Friday, December 13, 2013

230. "Don't tell me about your doubts, tell me something you BELIEVE in."


 
Let's say an Error Philosopher hears that, Dave Gardner playing the Southern preacher, and takes it seriously.

"Well, the first thing I believe in is my own mortality.  I am going to die and I don't know when.  If I thought I were going to live forever I'd be wrong to give up on the Ideal, the Truth.  If I thought I had no mortal limitations I'd be wrong to have such a low aim, to avoid Error.  I'd have time to overcome my limitations.  I couldn't be an Error Philosopher.

"The second thing I believe in is the Good Hunch, what truth philosophers call probable inference.  I believe that in the time I have, with my limited abilities, I can come pretty close to what brilliant creatures, with a lot of time, will conclude is very reliable belief.  I mean, close enough, enough anyway to get me through the rest of my life without making Big Mistakes.

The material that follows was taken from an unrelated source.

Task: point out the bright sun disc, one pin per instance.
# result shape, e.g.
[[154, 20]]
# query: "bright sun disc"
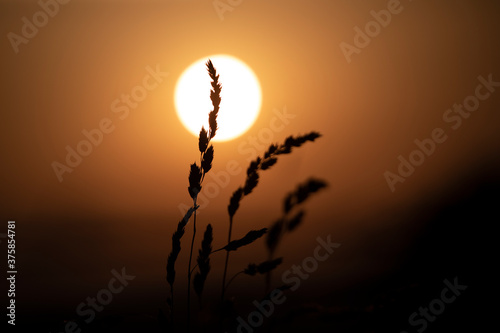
[[240, 97]]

"The third thing I believe in is the value of ordinary, normal life.  That's what avoidance of Big Mistakes lets you live.  It's so valuable that, especially for those who have made a Big Mistake or two, or come close, you don't mind missing out on the extraordinary."

Does that mean you doubt the value of the extraordinary achievement?

"No, I doubt the value of a gamble for it.  You often risk the loss of what I have put a high value on, normal life, and you don't get very good odds.  They're like for a straight flush.  But you've got to figure the odds in each case.  And keep in mind that there's a joker in this deck.  From time to time up jumps, from the normal life, an extraordinary achievement.  The person going along, enjoying all that daily life has to offer, suddenly produces work that knocks the socks off of everybody.  That's more likely in some fields than in others (I'm thinking of mathematics) but it's possible in all.  t has something to do, maybe, with peace of mind."

One last thing.  Why do you call this a "philosophy"?

"For the same reason Mark Twain signed a letter to the editor with the name of a preacher friend of his: to give it more weight."

And why do you capitalize so many of your ideas?

"Same reason.  It's what Germans do.  I've even considered giving the whole cluster a German name: Irrtumphilosophie."